Ever since seeing The Royal Tenenbaums, my desire to live in an historic Brownstone skyrocketed. The history with which every Brownstone is imbued constantly has me wandering, “If these walls could talk…”. It also helps that I much prefer bricks, copper, stained glass and wrought iron to today’s building materials. I introduce you to a hidden gem, on a tree-lined, historically designated street in Brooklyn, built in 1893 and designed by Swedish architect Magnus Dahlander.

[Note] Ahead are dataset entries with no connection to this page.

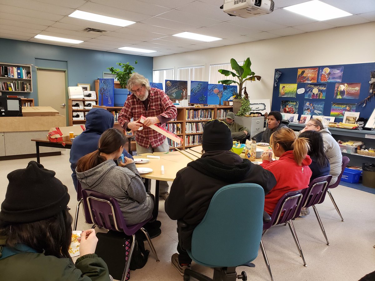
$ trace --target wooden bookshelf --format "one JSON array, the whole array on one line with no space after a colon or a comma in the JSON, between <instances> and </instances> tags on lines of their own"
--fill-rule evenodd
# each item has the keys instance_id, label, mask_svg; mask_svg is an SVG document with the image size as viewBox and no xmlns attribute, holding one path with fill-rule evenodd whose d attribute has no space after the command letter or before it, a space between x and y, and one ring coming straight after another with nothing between
<instances>
[{"instance_id":1,"label":"wooden bookshelf","mask_svg":"<svg viewBox=\"0 0 375 281\"><path fill-rule=\"evenodd\" d=\"M30 64L0 63L0 91L15 93L32 92L31 67Z\"/></svg>"}]
</instances>

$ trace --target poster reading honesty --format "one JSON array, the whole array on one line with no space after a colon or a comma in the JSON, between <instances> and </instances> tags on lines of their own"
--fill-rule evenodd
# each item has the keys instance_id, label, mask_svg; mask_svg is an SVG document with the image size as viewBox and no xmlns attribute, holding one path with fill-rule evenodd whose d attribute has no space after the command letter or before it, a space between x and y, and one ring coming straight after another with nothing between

Born in 1861, in Orebo, Sweden, Dahlander practiced turn of the century designs in his native country and in the United States. Trained in architecture at the University of Technology in Helsinki, and the Royal Institute of Technology in Stockholm, his homes in Brooklyn feature meticulously carved ornamentation, leaf-trims, arched doorways, copper clad roofing, gargoyles, and other splendors of Renaissance Revival and Romanesque Revival frameworks. If you ever wanted to live in a 19th century castle, now’s your turn!
Anyone up for reading a leatherbound book on this daybed, with light pouring in from three angles? If you love decorating a mantle, Everything about this space has the patina of important and stateliness. The Victorian details lend themselves to sitting rooms, salons and parlors.
Why not treat your staircase like a glamorous, red carpet runway?
I can easily imagine the Epsom salts, dried lilac petals, and body oils I would use in this classic bathtub.
Is anyone else fretting over this fretwork? The sheer amount of precise carpentry that went into the foyer is startling. Even the radiator covers radiate. Why did I feel it necessary to place not one, but two, decorative puns into this paragraph? Who knows…
When in doubt, throw a Persian Rug on it!
Would you like to inherit a vintage, ‘slightly used’ home? Or do you prefer to buy new? I know my answer!